956 F2d 1163 United States v. Reid

956 F.2d 1163

UNITED STATES of America, Plaintiff-Appellee,
Patrick Leopold REID, a/k/a Winston George Brown, Defendant-Appellant.

No. 90-5855.

United States Court of Appeals, Fourth Circuit.

Submitted Dec. 6, 1991.
Decided Feb. 26, 1992.

NOTICE: Fourth Circuit I.O.P. 36.6 states that citation of unpublished dispositions is disfavored except for establishing res judicata, estoppel, or the law of the case and requires service of copies of cited unpublished dispositions of the Fourth Circuit.

Appeal from the United States District Court for the Western District of Virginia, at Roanoke. Jackson L. Kiser, District Judge. (CR-89-157)

Gary L. Lumsden, Roanoke, Va., for appellant.

Thomas J. Bondurant, Jr., Assistant United States Attorney, Roanoke, Va., for appellee.



Before WILKINS and LUTTIG, Circuit Judges, and BUTZNER, Senior Circuit Judge.



view counter

Patrick Leopold Reid appeals his conviction for possession with the intent to distribute crack cocaine in violation of 21 U.S.C. § 841(a)(1) (1988). His attorney filed a brief pursuant to Anders v. California, 386 U.S. 738 (1967), challenging the admission of certain trial testimony and asserting that the evidence was insufficient to sustain the conviction. Reid was informed of his right to file a supplemental brief and has not exercised his right in that regard. We affirm.


Reid was arrested by Roanoke, Virginia police officers pursuant to a search of an apartment. The search warrant was based upon an informant's statement that he purchased cocaine from someone in the apartment a few hours prior to the search. According to the officers, when they entered the apartment Reid attempted to escape out the back of the apartment. The officers subdued Reid after a struggle and recovered a package from the floor which a detective testified came from Reid's hand. The package contained forty-two rocks of crack cocaine totalling 8.22 grams. The crack was contained in a plastic baggie and the individual rocks were wrapped in foil. Officers took $210 in small denominations from Reid at the time of his arrest. Reid denied having possession of the cocaine and testified that a friend had loaned him the money. He admitted that he had not had a job in the past several months and that he had lied to the police and the courts regarding his true identity.


Reid's counsel contends that the district court committed reversible error in allowing a police detective to testify regarding the circumstances of an earlier encounter with Reid. We find that this testimony was properly admitted under Fed.R.Evid. 404(b). Even if there were an error in its admission, the error was harmless. See Kotteakos v. United States, 328 U.S. 750, 765 (1946); United States v.

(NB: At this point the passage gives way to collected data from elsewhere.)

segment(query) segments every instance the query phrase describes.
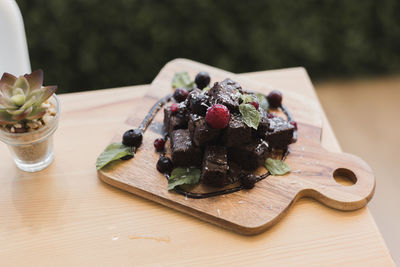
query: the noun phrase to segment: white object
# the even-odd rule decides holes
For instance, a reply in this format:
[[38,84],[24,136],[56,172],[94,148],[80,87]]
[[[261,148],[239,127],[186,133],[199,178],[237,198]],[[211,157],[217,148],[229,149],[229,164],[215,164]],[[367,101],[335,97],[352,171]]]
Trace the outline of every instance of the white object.
[[31,72],[24,22],[15,0],[0,0],[0,76]]

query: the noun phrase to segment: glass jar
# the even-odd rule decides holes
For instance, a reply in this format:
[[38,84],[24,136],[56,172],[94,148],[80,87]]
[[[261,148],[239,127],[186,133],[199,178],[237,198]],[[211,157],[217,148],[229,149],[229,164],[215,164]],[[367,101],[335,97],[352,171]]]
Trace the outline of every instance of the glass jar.
[[60,102],[54,94],[49,101],[56,108],[56,115],[44,127],[26,133],[9,133],[0,130],[0,140],[8,145],[18,168],[26,172],[43,170],[54,159],[53,133],[58,127]]

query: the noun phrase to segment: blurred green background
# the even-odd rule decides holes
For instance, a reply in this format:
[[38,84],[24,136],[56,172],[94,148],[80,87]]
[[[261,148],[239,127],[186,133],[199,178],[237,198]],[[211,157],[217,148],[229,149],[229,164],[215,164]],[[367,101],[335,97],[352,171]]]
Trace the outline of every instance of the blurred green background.
[[400,71],[396,0],[17,0],[32,69],[59,93],[149,83],[186,57],[313,80]]

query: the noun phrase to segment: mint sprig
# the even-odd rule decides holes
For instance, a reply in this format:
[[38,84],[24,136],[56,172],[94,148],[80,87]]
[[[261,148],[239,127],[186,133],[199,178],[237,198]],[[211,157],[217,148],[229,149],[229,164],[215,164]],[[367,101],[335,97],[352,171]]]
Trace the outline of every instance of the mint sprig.
[[278,159],[267,158],[265,168],[272,175],[284,175],[290,172],[290,167],[284,161]]
[[243,122],[257,130],[261,120],[260,112],[253,105],[245,103],[239,105],[239,112],[242,114]]
[[257,96],[258,104],[259,104],[260,108],[262,108],[264,111],[268,111],[269,103],[268,103],[268,100],[265,97],[265,95],[263,95],[261,93],[257,93],[256,96]]
[[242,99],[242,104],[251,103],[254,101],[254,97],[249,94],[240,95],[240,99]]
[[175,168],[168,179],[168,190],[178,185],[197,184],[200,180],[200,169],[197,168]]
[[191,91],[194,88],[194,81],[190,79],[187,71],[177,72],[172,78],[172,88],[186,88]]
[[96,160],[96,169],[100,170],[108,163],[121,159],[125,156],[133,156],[135,148],[124,146],[122,143],[112,143],[104,149]]

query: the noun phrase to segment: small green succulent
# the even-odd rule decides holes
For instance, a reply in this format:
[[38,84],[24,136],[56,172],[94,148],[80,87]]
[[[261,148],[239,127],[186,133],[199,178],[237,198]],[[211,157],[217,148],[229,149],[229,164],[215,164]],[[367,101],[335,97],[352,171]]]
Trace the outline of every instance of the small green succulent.
[[0,124],[39,119],[46,113],[42,103],[57,90],[43,84],[43,71],[36,70],[18,78],[4,73],[0,80]]

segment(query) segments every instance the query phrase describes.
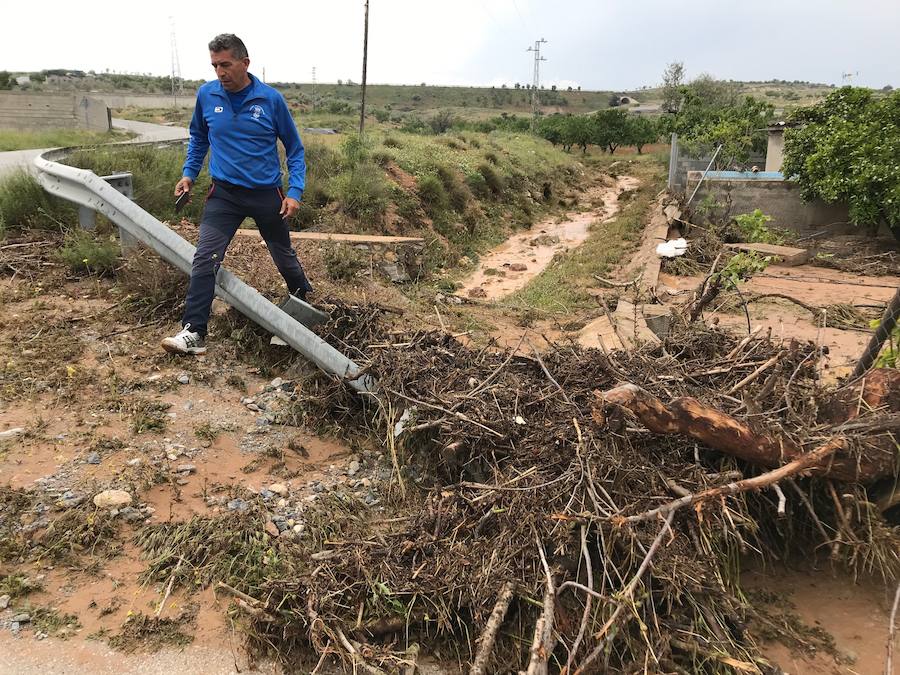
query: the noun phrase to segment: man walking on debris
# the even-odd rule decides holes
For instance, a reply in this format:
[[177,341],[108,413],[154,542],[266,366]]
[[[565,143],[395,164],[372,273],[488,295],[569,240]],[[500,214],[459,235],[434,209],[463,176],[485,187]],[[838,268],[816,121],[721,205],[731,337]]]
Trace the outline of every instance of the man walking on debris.
[[[217,79],[197,92],[183,178],[175,196],[190,193],[210,150],[212,186],[200,221],[200,240],[191,267],[181,331],[167,337],[167,352],[206,353],[206,324],[215,295],[216,273],[238,226],[253,218],[288,291],[306,299],[312,290],[291,246],[288,219],[300,208],[306,162],[300,134],[284,97],[247,72],[247,48],[236,35],[209,43]],[[277,141],[284,145],[289,171],[281,188]]]

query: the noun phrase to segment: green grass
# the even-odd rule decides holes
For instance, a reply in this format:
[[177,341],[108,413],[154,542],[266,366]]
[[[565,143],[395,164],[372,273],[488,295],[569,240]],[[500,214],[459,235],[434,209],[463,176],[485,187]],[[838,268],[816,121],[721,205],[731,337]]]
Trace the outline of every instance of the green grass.
[[74,217],[75,208],[47,194],[31,174],[17,170],[0,178],[0,238],[10,230],[58,229]]
[[47,129],[29,131],[0,129],[0,152],[31,148],[58,148],[73,145],[98,145],[133,138],[121,131],[87,131],[85,129]]
[[119,260],[119,245],[115,237],[71,230],[66,234],[59,257],[74,274],[111,275]]
[[558,255],[540,275],[506,298],[503,304],[561,313],[595,306],[596,300],[586,290],[595,285],[593,275],[608,275],[640,240],[647,211],[665,180],[659,155],[632,157],[629,162],[630,166],[620,171],[641,180],[635,196],[611,221],[594,223],[581,246]]
[[[119,146],[81,150],[64,161],[70,166],[89,169],[98,176],[130,171],[134,200],[156,218],[172,220],[176,217],[173,191],[181,178],[184,153],[184,148]],[[209,174],[204,171],[194,184],[193,201],[183,212],[186,217],[199,219],[208,189]]]

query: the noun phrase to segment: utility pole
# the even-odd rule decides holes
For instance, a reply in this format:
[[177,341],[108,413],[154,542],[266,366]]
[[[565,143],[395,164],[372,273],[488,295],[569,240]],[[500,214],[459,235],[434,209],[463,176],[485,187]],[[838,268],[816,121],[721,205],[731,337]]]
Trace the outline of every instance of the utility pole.
[[172,107],[178,107],[178,94],[184,93],[184,82],[181,79],[181,62],[178,59],[178,42],[175,39],[175,17],[169,17],[172,46]]
[[316,109],[316,67],[312,67],[312,107]]
[[366,59],[369,55],[369,0],[366,0],[366,21],[363,30],[363,72],[362,101],[359,104],[359,136],[362,138],[366,125]]
[[546,40],[541,38],[540,40],[534,41],[534,47],[529,47],[525,51],[534,52],[534,80],[532,80],[531,84],[531,130],[534,131],[534,127],[537,124],[537,110],[538,110],[538,87],[541,86],[541,61],[546,61],[543,56],[541,56],[541,44],[546,44]]

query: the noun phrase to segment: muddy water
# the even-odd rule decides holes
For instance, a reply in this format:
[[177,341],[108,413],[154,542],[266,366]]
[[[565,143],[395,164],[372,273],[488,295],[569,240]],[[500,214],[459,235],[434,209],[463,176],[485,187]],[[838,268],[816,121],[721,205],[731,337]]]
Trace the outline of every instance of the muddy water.
[[591,224],[612,218],[620,208],[619,195],[634,190],[638,180],[620,176],[615,184],[589,190],[587,201],[601,203],[599,210],[573,212],[560,221],[547,220],[516,234],[482,256],[475,272],[463,281],[460,295],[497,300],[524,287],[540,274],[557,253],[575,248],[590,233]]
[[801,572],[779,567],[751,570],[743,575],[742,583],[748,589],[774,593],[778,604],[793,607],[806,626],[821,628],[834,638],[836,655],[764,642],[763,653],[784,672],[790,675],[884,672],[895,588],[892,584],[886,587],[874,579],[857,583],[846,572],[824,569]]

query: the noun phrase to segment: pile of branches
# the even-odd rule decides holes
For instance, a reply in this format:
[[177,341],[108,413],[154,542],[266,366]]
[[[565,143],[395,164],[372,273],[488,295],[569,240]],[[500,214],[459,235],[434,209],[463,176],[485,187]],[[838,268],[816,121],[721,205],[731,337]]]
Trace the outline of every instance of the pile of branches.
[[249,599],[256,644],[373,673],[416,642],[474,673],[768,670],[742,555],[900,571],[898,374],[826,392],[816,360],[696,324],[630,354],[372,350],[391,494],[314,507]]
[[866,276],[900,275],[900,251],[896,241],[857,238],[848,241],[822,241],[816,244],[817,253],[812,264],[842,272]]

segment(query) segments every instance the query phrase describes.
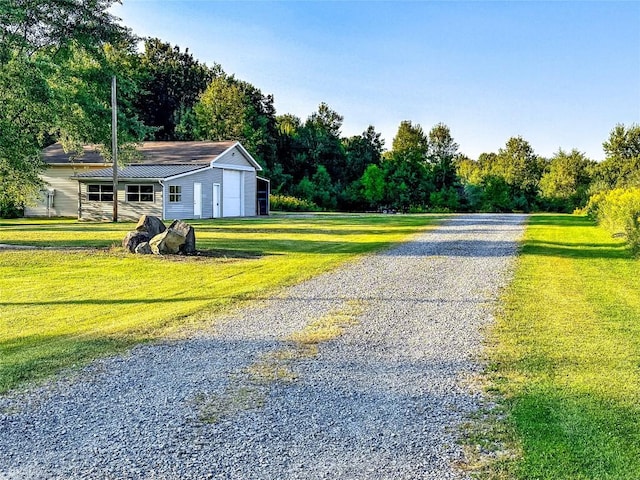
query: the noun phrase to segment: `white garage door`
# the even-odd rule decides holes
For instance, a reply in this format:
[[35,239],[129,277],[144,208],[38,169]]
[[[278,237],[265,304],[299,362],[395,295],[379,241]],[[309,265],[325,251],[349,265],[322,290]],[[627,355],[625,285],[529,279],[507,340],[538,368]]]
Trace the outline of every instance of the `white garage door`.
[[223,170],[222,216],[240,217],[242,210],[242,172]]

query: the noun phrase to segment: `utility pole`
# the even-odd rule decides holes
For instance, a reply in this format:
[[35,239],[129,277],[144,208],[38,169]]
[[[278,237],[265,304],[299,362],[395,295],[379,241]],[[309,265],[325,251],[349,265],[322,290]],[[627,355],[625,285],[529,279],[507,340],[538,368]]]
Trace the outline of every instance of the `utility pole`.
[[111,154],[113,157],[113,221],[118,221],[118,104],[116,76],[111,78]]

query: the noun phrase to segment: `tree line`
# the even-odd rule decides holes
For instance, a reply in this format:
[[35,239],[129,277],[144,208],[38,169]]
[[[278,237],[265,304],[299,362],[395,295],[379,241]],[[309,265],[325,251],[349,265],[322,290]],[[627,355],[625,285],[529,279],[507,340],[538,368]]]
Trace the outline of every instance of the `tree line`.
[[[0,214],[37,195],[40,154],[102,145],[110,158],[110,79],[118,78],[119,158],[142,140],[239,140],[283,208],[573,211],[601,191],[640,185],[640,127],[617,125],[596,163],[578,150],[538,156],[522,137],[470,159],[442,123],[400,123],[391,148],[368,126],[343,137],[325,103],[306,119],[274,98],[157,38],[138,39],[113,0],[9,0],[0,6]],[[289,199],[287,201],[287,199]]]

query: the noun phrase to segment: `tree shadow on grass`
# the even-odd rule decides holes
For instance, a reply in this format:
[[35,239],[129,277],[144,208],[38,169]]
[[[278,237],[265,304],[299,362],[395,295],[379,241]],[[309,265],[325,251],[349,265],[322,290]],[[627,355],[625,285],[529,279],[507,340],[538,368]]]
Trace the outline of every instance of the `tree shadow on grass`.
[[[581,227],[597,228],[596,224],[586,216],[578,215],[532,215],[529,227],[557,227],[558,229]],[[566,235],[571,238],[572,235]],[[521,248],[522,255],[540,255],[547,257],[563,257],[577,259],[621,259],[632,260],[633,256],[624,241],[611,242],[573,242],[527,240]]]
[[593,227],[595,222],[584,215],[531,215],[529,226],[553,226],[553,227]]
[[520,252],[521,255],[538,255],[546,257],[633,260],[631,252],[624,244],[563,244],[558,242],[539,242],[530,240],[522,246]]

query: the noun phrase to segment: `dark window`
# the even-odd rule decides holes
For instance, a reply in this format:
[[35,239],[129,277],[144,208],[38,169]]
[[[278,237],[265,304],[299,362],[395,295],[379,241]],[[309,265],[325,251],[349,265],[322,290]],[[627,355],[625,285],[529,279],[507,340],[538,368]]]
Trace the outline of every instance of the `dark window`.
[[172,203],[182,201],[182,187],[180,185],[169,185],[169,201]]
[[153,185],[127,185],[127,202],[153,202]]
[[113,185],[87,185],[87,197],[90,202],[113,202]]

Davis, 657 F.2d 637, 640 (4th Cir.1981); Fed.R.Crim.P. 52.


Reid's counsel also claims that the evidence was insufficient to support Reid's conviction. However, the attack on the sufficiency of the evidence showing that Reid possessed the cocaine is based on the alleged lack of credibility of a witness. The determination of the credibility of the witnesses is within the sole province of the jury and is not reviewable on appeal. See United States v. Saunders, 886 F.2d 56, 60 (4th Cir.1989). There was sufficient evidence before the jury to find that Reid possessed the cocaine.


There was also sufficient evidence to support the jury's finding that Reid possessed the cocaine with the intent to distribute it. The amount of the cocaine, its packaging, and the cash found in Reid's pocket allowed the jury to find the requisite intent. See United States v. Fisher, 912 F.2d 728, 730 (4th Cir.1990), cert. denied, 59 U.S.L.W. 3769 (U.S.1991).


In accordance with the requirements of Anders, we have examined the entire record in this case and find no other meritorious issues for appeal. Pursuant to the plan adopted by the Fourth Circuit Judicial Council in implementation of the Criminal Justice Act of 1964 (18 U.S.C. § 3006A), this Court requires that counsel inform his client, in writing, of his right to petition the Supreme Court for further review. If requested by his client to do so, counsel should prepare a timely petition for a writ of certiorari. We deny counsel's motion to withdraw.


We dispense with oral argument because the facts and legal contentions are adequately presented in the materials before the Court and argument would not aid the decisional process.